Darfur: la crisi dei bambini si aggrava a vent’anni dall’inizio della violenza
A vent’anni dall’inizio del conflitto in Darfur, i bambini della regione stanno affrontando una crisi catastrofica, caratterizzata da violenza, sfollamenti e violazioni dei diritti umani, ma con minore attenzione da parte della comunità internazionale, riporta Attuale.
Secondo il nuovo rapporto dell’UNICEF intitolato “Darfur: 20 anni dopo, i bambini sono ancora in pericolo“, la situazione in Sudan ha provocato una ripresa delle violenze su larga scala, costringendo le famiglie a fuggire e lasciando milioni di bambini privi di protezione e supporto. Le attuali condizioni di vita sono peggiorate rispetto ai primi anni del conflitto nel 2005, con una crescente mancanza di attenzione e aiuti da parte della comunità internazionale.

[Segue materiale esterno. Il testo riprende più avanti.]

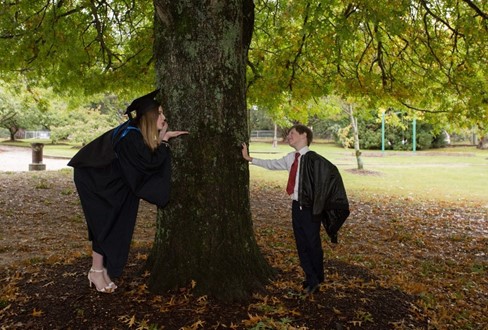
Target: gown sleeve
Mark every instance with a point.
(147, 173)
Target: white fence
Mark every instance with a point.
(37, 135)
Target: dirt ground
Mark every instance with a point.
(44, 257)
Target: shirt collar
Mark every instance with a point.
(303, 151)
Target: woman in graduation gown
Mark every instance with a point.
(112, 173)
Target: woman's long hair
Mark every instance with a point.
(147, 123)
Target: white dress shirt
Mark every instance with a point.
(283, 163)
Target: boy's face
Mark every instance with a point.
(297, 140)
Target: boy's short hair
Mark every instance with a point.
(304, 129)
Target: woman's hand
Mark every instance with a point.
(245, 153)
(165, 135)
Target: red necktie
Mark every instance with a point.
(293, 174)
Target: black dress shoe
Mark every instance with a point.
(333, 238)
(312, 289)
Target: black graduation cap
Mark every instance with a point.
(142, 104)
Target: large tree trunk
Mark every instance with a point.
(205, 234)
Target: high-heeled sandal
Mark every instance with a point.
(106, 289)
(110, 284)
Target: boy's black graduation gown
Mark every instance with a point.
(110, 190)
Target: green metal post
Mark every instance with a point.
(414, 138)
(383, 132)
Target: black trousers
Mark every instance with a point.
(309, 245)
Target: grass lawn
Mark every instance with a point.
(457, 174)
(450, 174)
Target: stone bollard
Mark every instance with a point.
(37, 164)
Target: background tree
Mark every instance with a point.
(417, 56)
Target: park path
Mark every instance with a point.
(17, 159)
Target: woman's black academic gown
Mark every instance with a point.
(110, 194)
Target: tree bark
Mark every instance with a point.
(205, 234)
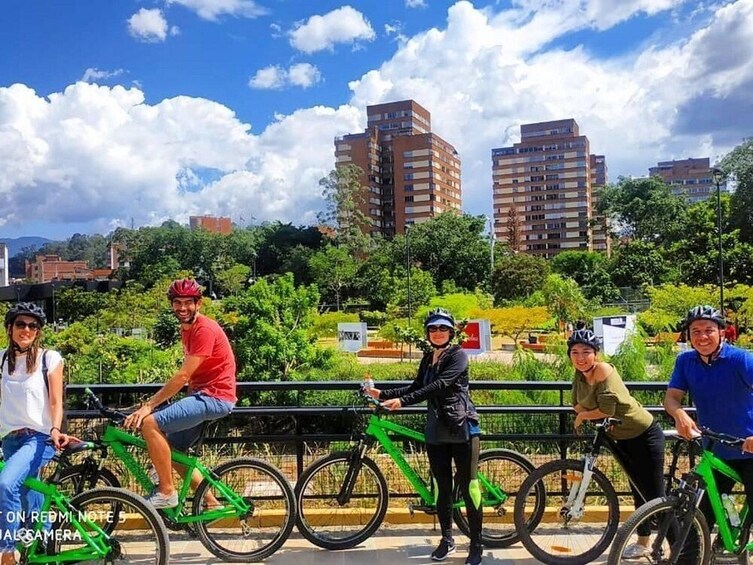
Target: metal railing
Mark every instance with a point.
(297, 424)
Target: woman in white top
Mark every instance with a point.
(31, 413)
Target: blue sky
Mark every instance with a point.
(112, 112)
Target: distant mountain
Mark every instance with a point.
(15, 245)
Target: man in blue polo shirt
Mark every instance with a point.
(719, 377)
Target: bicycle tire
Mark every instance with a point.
(326, 523)
(80, 479)
(131, 543)
(654, 511)
(273, 511)
(506, 469)
(558, 548)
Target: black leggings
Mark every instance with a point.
(642, 458)
(465, 456)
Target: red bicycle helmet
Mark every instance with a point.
(184, 288)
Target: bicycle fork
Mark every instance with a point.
(354, 468)
(574, 507)
(689, 507)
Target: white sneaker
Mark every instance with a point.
(159, 500)
(636, 551)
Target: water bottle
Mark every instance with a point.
(368, 382)
(153, 476)
(729, 506)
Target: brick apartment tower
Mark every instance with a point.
(690, 178)
(543, 190)
(599, 223)
(411, 173)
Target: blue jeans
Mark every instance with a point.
(25, 452)
(182, 421)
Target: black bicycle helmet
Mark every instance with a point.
(25, 309)
(705, 313)
(585, 337)
(439, 317)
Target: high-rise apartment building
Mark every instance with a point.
(601, 240)
(543, 189)
(690, 178)
(214, 224)
(411, 174)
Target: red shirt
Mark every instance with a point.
(216, 375)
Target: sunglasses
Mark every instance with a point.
(21, 325)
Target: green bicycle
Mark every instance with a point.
(243, 509)
(79, 529)
(680, 533)
(343, 497)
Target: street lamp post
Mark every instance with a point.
(491, 247)
(718, 177)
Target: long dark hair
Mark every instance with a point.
(31, 353)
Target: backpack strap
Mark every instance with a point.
(45, 370)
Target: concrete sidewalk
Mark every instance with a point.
(389, 546)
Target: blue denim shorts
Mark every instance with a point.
(182, 421)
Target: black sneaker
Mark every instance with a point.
(444, 549)
(474, 555)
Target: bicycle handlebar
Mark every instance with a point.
(725, 439)
(113, 415)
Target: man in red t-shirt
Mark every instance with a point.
(209, 371)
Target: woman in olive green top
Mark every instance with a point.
(598, 392)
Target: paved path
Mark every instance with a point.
(390, 546)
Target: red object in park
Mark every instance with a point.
(472, 336)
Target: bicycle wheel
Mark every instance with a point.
(505, 470)
(333, 524)
(661, 516)
(261, 532)
(81, 478)
(137, 536)
(568, 535)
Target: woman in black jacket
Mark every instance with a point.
(452, 429)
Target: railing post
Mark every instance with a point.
(563, 426)
(298, 439)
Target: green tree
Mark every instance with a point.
(645, 207)
(517, 276)
(232, 279)
(272, 340)
(564, 299)
(334, 269)
(345, 199)
(451, 247)
(589, 270)
(637, 264)
(738, 165)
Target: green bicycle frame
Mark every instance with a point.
(378, 428)
(118, 440)
(730, 534)
(97, 545)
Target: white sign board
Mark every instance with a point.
(478, 337)
(613, 331)
(351, 336)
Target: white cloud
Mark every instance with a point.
(213, 9)
(92, 74)
(485, 73)
(99, 155)
(303, 75)
(148, 25)
(275, 77)
(343, 25)
(268, 78)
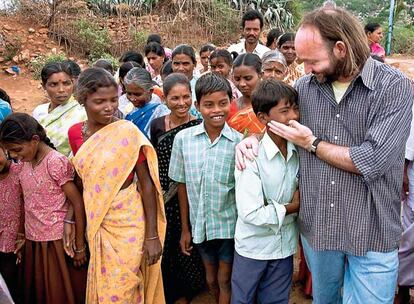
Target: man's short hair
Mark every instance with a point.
(252, 15)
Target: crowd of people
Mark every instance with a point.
(154, 182)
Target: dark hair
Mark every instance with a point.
(371, 27)
(154, 47)
(154, 38)
(186, 50)
(4, 96)
(172, 80)
(222, 53)
(90, 80)
(249, 59)
(210, 83)
(252, 15)
(272, 36)
(52, 68)
(133, 56)
(126, 67)
(207, 48)
(285, 38)
(104, 64)
(21, 127)
(166, 68)
(268, 93)
(73, 67)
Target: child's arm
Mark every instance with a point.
(76, 200)
(185, 241)
(152, 241)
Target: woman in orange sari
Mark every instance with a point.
(125, 226)
(247, 72)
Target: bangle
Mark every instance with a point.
(80, 250)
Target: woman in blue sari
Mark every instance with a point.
(147, 106)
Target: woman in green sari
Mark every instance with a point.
(183, 276)
(63, 111)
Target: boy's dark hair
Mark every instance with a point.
(174, 79)
(222, 53)
(211, 83)
(207, 48)
(252, 15)
(272, 36)
(52, 68)
(370, 27)
(166, 69)
(73, 67)
(268, 93)
(104, 64)
(21, 127)
(133, 56)
(154, 38)
(4, 96)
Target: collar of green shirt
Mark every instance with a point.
(271, 149)
(226, 131)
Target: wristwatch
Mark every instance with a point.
(314, 145)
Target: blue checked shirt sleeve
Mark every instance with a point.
(387, 132)
(176, 170)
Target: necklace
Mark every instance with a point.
(169, 120)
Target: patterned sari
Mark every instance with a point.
(115, 218)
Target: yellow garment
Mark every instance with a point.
(118, 272)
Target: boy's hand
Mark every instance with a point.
(185, 242)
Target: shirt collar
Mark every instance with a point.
(271, 149)
(226, 131)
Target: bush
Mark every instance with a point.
(403, 40)
(37, 64)
(94, 40)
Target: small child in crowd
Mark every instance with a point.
(202, 162)
(267, 200)
(11, 219)
(46, 179)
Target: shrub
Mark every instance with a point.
(38, 63)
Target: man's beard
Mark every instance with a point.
(333, 74)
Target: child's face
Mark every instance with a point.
(137, 95)
(59, 87)
(204, 58)
(179, 100)
(23, 151)
(283, 113)
(214, 108)
(274, 70)
(245, 78)
(219, 66)
(101, 105)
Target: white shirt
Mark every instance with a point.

Dall’inizio della guerra, le Nazioni Unite hanno registrato oltre 5.700 violazioni gravi dei diritti dei bambini, colpendo almeno 5.100 minori, con oltre 4.300 deceduti o mutilati. Nei primi tre mesi del 2026, almeno 160 bambini sono stati uccisi e 85 feriti, evidenziando un significativo aumento della violenza rispetto allo stesso periodo dell’anno precedente.
Ad Al Fasher, il bilancio delle violazioni è particolarmente allarmante, con oltre 1.500 incidenti gravi documentati, inclusi omicidi e mutilazioni di più di 1.300 bambini. Le violenze sono spesso perpetrate mediante l’uso di armi esplosive e droni, così come traumi sessuali, rapimenti e arruolamento di minori da parte di gruppi armati.
Molti bambini hanno perso l’accesso all’istruzione e ai servizi sanitari e affrontano una crescente malnutrizione e malattie, mentre milioni di loro sono stati costretti a sfollarsi, rifugiandosi anche oltre confine, specialmente nel Ciad orientale, dove le risorse sono già limitate.
Il rapporto “Child Alert” evidenzia una preoccupante somiglianza con la situazione del 2005, quando la risposta umanitaria era stata attivata dall’indignazione globale. Vent’anni dopo, le necessità dei bambini sono cresciute in complessità, ma l’accesso agli aiuti è limitato da insufficienza di fondi, ostacoli burocratici e scarsa attenzione internazionale.
“Vent’anni fa, il mondo si è unito nell’indignazione per le sofferenze dei bambini nel Darfur. Oggi, una nuova generazione di bambini vive tra violenza, fame e terrore,” ha dichiarato Catherine Russell, Direttrice generale dell’UNICEF. “È imperativo che non si ripeta la storia. I bambini del Darfur necessitano di protezione e accesso umanitario costante.”
Nei territori del Darfur settentrionale, il conflitto e gli assedi hanno privato le famiglie di cibo, acqua potabile e assistenza sanitaria, costringendole a rifugiarsi in aree già sovraffollate. Le infrastrutture essenziali sono state danneggiate o distrutte, determinando un’accelerazione della fame e di malattie in diverse zone.
Nonostante le difficoltà, l’UNICEF e i partner continuano a fornire assistenze salvavita, garantendo educazione, accesso all’acqua potabile e servizi igienici, trattando bambini colpiti da malnutrizione acuta grave e sostenendo i servizi sanitari mobili. Tuttavia, gli sforzi umanitari sono ostacolati da insicurezza, burocrazia e mancanza di fondi, determinando un grave disservizio per molti bambini in pericolo.
L’UNICEF sollecita le parti in conflitto a rispettare il diritto internazionale, proteggere i civili, garantire l’accesso umanitario sicuro e porre fine alle gravi violazioni contro i minori. L’organizzazione chiede anche ai donatori di fornire finanziamenti flessibili e pluriennali per sostenere programmi salvavita e assistenza ai bambini sfollati.